Fünf

Nach einer Weile hatte sich das Haus wieder beruhigt.
Jays Anordnungen wurden zu seiner Zufriedenheit ausgeführt.

Missmutig stand er in der Halle und beobachtete das restliche, alltägliche Treiben. Bald wurde das Essen serviert und letzte Vorbereitungen wurden getroffen. Draußen dämmerte es bereits und im Haus wurden Kerzen angezündet. Wobei Jay darauf achtete, dass es nicht zu viele waren.

Mann musste sich dem Feind ja nicht gerade als Zielscheibe präsentieren. Zumindest im Augenblick konnte Jay keine Gefahr spüren und entspannte sich etwas.

Er war an eine der vier Säulen in der Halle gelehnt, die Arme vor der Brust verschränkt und ein Bein angewinkelt. Sein Blick war ernst und konzentriert.

Es widerstrebte ihm sehr die Senatorin in diesem ungeschützten Haus zu bewachen. Aber es war schon schwer genug sie davon zu überzeugen, dass er von nun an ihr Leibwächter war.

Hätte er auch noch von ihr erwartet sie wo anders unter zu bringen oder womöglich sogar aus der Stadt heraus, hätte sie sonst was mit ihm gemacht. Das hatte ihr Blick ihm verraten. Und dass sie ihn nicht ausstehen konnte. Wer konnte es ihr verübeln. Schließlich war er in ihr Leben eingedrungen und hatte es in kurzer Zeit auf den Kopf gestellt.

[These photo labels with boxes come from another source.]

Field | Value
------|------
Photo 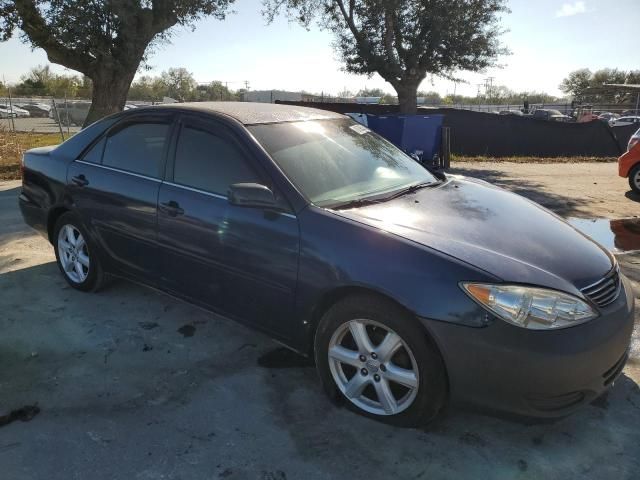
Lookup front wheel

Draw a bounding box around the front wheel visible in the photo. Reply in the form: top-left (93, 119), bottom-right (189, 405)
top-left (53, 212), bottom-right (103, 292)
top-left (629, 164), bottom-right (640, 195)
top-left (315, 296), bottom-right (447, 426)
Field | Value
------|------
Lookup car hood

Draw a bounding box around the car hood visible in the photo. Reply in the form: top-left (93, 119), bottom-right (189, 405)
top-left (334, 176), bottom-right (613, 294)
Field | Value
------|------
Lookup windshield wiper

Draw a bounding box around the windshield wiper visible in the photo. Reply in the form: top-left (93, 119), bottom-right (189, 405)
top-left (385, 181), bottom-right (441, 200)
top-left (329, 197), bottom-right (389, 210)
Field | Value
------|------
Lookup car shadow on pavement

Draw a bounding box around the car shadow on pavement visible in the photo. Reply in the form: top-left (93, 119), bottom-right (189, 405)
top-left (624, 190), bottom-right (640, 203)
top-left (0, 262), bottom-right (640, 479)
top-left (447, 167), bottom-right (590, 217)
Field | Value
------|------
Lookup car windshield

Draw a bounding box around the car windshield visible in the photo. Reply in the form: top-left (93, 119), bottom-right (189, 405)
top-left (249, 118), bottom-right (438, 208)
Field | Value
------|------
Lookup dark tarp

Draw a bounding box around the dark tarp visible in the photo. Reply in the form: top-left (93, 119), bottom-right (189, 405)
top-left (281, 102), bottom-right (628, 157)
top-left (611, 123), bottom-right (640, 152)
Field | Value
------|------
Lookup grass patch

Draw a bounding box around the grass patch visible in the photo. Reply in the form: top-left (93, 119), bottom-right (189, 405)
top-left (0, 128), bottom-right (60, 180)
top-left (451, 155), bottom-right (618, 163)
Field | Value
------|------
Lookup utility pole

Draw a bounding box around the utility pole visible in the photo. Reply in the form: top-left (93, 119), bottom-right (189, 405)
top-left (484, 77), bottom-right (496, 103)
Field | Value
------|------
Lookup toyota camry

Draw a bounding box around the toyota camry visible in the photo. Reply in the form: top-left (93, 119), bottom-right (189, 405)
top-left (19, 102), bottom-right (634, 425)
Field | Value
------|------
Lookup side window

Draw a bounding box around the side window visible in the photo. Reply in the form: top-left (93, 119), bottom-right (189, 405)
top-left (82, 137), bottom-right (106, 163)
top-left (102, 123), bottom-right (169, 178)
top-left (173, 126), bottom-right (259, 195)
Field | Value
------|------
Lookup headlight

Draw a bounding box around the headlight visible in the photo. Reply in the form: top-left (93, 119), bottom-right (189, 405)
top-left (462, 283), bottom-right (598, 330)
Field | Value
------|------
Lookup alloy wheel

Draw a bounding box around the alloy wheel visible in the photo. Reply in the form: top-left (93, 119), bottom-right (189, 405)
top-left (328, 319), bottom-right (419, 415)
top-left (58, 224), bottom-right (90, 283)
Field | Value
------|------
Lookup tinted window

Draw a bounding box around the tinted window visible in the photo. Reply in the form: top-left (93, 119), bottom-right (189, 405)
top-left (102, 123), bottom-right (169, 178)
top-left (82, 137), bottom-right (105, 163)
top-left (173, 127), bottom-right (259, 195)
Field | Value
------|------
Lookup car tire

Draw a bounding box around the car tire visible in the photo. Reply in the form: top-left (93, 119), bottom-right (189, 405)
top-left (314, 295), bottom-right (448, 427)
top-left (629, 164), bottom-right (640, 195)
top-left (52, 212), bottom-right (104, 292)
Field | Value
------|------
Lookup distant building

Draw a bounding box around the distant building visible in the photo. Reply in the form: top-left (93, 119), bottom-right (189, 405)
top-left (242, 90), bottom-right (304, 103)
top-left (356, 97), bottom-right (382, 105)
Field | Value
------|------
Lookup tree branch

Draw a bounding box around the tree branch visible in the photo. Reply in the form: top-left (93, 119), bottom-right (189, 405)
top-left (14, 0), bottom-right (91, 75)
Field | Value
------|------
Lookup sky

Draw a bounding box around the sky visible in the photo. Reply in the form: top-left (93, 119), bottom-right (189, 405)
top-left (0, 0), bottom-right (640, 96)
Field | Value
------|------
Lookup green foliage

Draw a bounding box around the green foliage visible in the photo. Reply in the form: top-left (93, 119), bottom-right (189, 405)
top-left (263, 0), bottom-right (507, 112)
top-left (356, 88), bottom-right (386, 97)
top-left (559, 68), bottom-right (640, 104)
top-left (128, 68), bottom-right (239, 102)
top-left (0, 0), bottom-right (234, 124)
top-left (12, 65), bottom-right (91, 98)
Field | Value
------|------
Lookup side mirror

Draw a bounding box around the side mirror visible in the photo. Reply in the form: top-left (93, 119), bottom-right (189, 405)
top-left (229, 183), bottom-right (278, 209)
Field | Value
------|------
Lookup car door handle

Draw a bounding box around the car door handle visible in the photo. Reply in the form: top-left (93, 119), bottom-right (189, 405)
top-left (71, 175), bottom-right (89, 187)
top-left (160, 200), bottom-right (184, 217)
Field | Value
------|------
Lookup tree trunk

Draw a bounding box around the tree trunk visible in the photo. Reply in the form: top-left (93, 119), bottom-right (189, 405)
top-left (396, 83), bottom-right (418, 115)
top-left (83, 69), bottom-right (136, 127)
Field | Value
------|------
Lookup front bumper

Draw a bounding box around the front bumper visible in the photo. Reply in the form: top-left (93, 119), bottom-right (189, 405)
top-left (425, 275), bottom-right (634, 417)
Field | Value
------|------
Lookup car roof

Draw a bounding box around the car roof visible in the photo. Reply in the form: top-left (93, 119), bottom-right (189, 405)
top-left (145, 102), bottom-right (344, 125)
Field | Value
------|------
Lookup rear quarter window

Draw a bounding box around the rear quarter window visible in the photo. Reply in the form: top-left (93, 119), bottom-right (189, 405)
top-left (102, 123), bottom-right (169, 178)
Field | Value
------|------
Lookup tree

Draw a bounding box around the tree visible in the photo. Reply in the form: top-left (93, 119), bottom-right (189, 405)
top-left (160, 68), bottom-right (198, 102)
top-left (560, 68), bottom-right (640, 104)
top-left (0, 0), bottom-right (234, 125)
top-left (356, 88), bottom-right (385, 98)
top-left (418, 92), bottom-right (442, 105)
top-left (15, 65), bottom-right (85, 98)
top-left (263, 0), bottom-right (507, 113)
top-left (559, 68), bottom-right (593, 98)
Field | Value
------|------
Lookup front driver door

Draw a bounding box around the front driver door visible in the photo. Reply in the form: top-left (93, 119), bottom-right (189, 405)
top-left (158, 117), bottom-right (299, 338)
top-left (67, 114), bottom-right (172, 283)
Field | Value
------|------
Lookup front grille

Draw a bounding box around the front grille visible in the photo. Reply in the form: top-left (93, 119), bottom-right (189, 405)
top-left (580, 265), bottom-right (620, 307)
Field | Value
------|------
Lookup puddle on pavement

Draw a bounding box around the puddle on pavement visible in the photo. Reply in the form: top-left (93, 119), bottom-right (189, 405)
top-left (258, 347), bottom-right (313, 368)
top-left (567, 218), bottom-right (640, 252)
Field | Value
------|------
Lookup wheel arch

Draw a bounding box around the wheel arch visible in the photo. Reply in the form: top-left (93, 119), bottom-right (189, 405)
top-left (306, 285), bottom-right (449, 376)
top-left (47, 205), bottom-right (71, 245)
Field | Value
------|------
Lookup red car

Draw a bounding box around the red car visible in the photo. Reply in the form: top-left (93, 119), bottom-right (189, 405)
top-left (618, 129), bottom-right (640, 194)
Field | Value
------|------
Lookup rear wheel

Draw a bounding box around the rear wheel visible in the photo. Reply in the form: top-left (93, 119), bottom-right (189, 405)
top-left (53, 212), bottom-right (103, 292)
top-left (629, 164), bottom-right (640, 194)
top-left (315, 296), bottom-right (447, 426)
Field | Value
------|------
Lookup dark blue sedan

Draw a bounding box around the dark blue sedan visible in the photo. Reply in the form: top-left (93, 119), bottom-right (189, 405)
top-left (20, 103), bottom-right (634, 425)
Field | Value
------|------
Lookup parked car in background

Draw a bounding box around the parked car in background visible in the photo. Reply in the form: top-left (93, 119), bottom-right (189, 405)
top-left (533, 108), bottom-right (572, 122)
top-left (609, 116), bottom-right (640, 127)
top-left (598, 112), bottom-right (620, 122)
top-left (18, 103), bottom-right (51, 118)
top-left (618, 129), bottom-right (640, 194)
top-left (49, 101), bottom-right (91, 126)
top-left (3, 104), bottom-right (31, 117)
top-left (19, 102), bottom-right (635, 426)
top-left (0, 105), bottom-right (18, 118)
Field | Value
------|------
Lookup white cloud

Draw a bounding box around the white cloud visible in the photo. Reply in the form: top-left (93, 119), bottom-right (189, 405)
top-left (556, 2), bottom-right (587, 17)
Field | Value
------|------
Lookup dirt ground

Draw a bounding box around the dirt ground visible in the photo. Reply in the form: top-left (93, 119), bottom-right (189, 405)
top-left (0, 165), bottom-right (640, 480)
top-left (451, 162), bottom-right (640, 219)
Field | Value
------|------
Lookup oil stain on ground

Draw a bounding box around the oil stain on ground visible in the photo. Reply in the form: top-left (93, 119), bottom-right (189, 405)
top-left (258, 347), bottom-right (313, 368)
top-left (178, 324), bottom-right (196, 338)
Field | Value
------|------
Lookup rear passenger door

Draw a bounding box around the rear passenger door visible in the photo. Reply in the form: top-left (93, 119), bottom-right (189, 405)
top-left (67, 114), bottom-right (172, 283)
top-left (158, 116), bottom-right (299, 337)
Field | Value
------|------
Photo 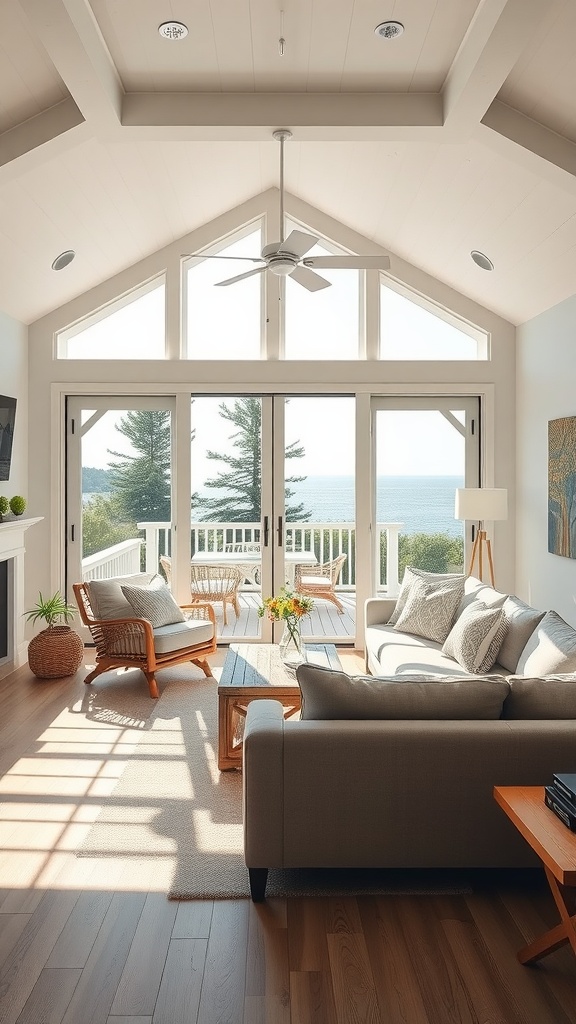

Man hatte den Kriegern die Zimmer im Nachbargebäude hergerichtet, was Jay ganz und gar nicht gefiel. Aber Sanjana hatte darauf bestanden. Das war das Einzige womit sie nicht verhandeln lies. Das hatte ihm Samara versichert.

Warum musste die Senatorin nur so stur sein? In der Hinsicht kam sie ganz nach ihrem Vater.
Verstand sie denn nicht, dass es hier um ihre Sicherheit ging?
Da erinnerte sich Jay an Mohans Worte und schmunzelte. Sie war eine eigensinnige Frau, die sich nicht gerne beschützen ließ oder gerne Schwäche zeigte.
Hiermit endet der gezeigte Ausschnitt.